General insurers will initially be exempt from having to submit an annual financial crime report, but the FCA has said it will see into “bringing them into scope at a later date”.

The FCA has developed a standard template makeup that firms subject to the ‘REP-CRIM’ rules will possess to fill out within 60 business days of the complete of their next reporting period where that reporting period falls on or subsequent 31 December 2016.

In the first year of the recent requirement firms will be capable to submit the data on a “best endeavours basis”.

beneath the recent reporting obligations (55-sheet / 851KB PDF), firms will desire to submit details such as the number of “politically exposed persons” (PEP) and other “big-risk customers” they possess dealings with, as well the geographic areas in which those individuals are located.

Firms must also provide data on the number of ‘suspicious activity reports’ they possess submitted internally as well as those disclosed externally to the National Crime Agency (NCA) or beneath a acquiesce order.

Data to be disclosed will also relate to firms’ compliance with international sanctions and should further detail what they believe to be the top fraud risks the FCA should be aware of.

The FCA also said that firms operating within a broader group structure will be capable to submit a single financial crime report for a set of regulated firms within the same group “as drawnout as the firms included every share a common financial year complete”.

In confirming the recent requirement the FCA rejected concerns raised by some firms that in meeting their recent reporting duties the companies may commit an offence of ‘tipping-off’. The data to be collected will be gathered through GABRIEL, the FCA’s electronic reporting system, the regulator said.

The FCA said it will publish “aggregated and anonymised financial crime statistics” using the data it collects, beginning in 2017.

“At reward, our financial crime supervisory toil relies on the employ of ad hoc data requests to gather information about firms’ systems and controls,” the FCA said. “We do not currently routinely gather information from firms about financial crime, the risks they are exposed to, or how they manage those risks.

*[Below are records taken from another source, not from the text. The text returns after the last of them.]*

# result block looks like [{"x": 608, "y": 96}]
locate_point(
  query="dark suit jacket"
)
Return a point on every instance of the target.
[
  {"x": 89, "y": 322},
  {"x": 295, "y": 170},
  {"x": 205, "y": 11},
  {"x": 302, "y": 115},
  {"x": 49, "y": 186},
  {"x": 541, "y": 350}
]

This affects our ability to operate a truly risk-sensitive supervisory approach in line with global standards. Consequently, we propose to introduce a financial crime return for the first season.”

“We will employ the data collected by this return to support our financial crime supervision strategy. Analysing the data will enable us to conduct more desk-based supervisory toil than is currently possible. In revolve, this will aid us identify financial crime risks and trends, as well as possible emerging issues. It will also ensure we possess better quality and more consistent comparable data, allowing us to accurately risk-rate firms and better target our specialist resources on firms that pose the highest financial crime risk,” it said.

The FCA said it expects the data to aid it “identify emerging intra- and cross-sector risks” and that the introduction of the recent reporting requirement is likely to “reduce the desire for us to construct ad hoc data requests from firms”.

“The introduction of the financial crime annual data reports sees through unit of the commitments set out in the FCA’s business plan for 2016/17,” said regulatory law expert Anne-Marie Ottaway of Pinsent Masons, the law firm behind Out-Law.com. “This will locate an increased burden on firms who will desire to ensure that their internal reporting systems can accurately capture the required data.” 

“Unsurprisingly the reporting requirement covers the number of customers who are categorised as big risk, whether by virtue of being a PEP or based in a big risk jurisdiction or sector, and includes questions on third parties, such as introducers and appointed representatives. Firms will also be required to disclose the number of reports that the bank staff construct internally to the money laundering reporting officer and how numerous of those ultimately result in a suspicious activity report being made to the NCA. It will also seek to ascertain whether the number of staff allocated to financial crime toil is proportionate to the risks the firm has identified,” she said.

“Firms that haven’t allocated sufficient resources to address their financial crime risks, or that construct very few SARs, given their customer risk can expect more scrutiny from the FCA,” Ottaway said.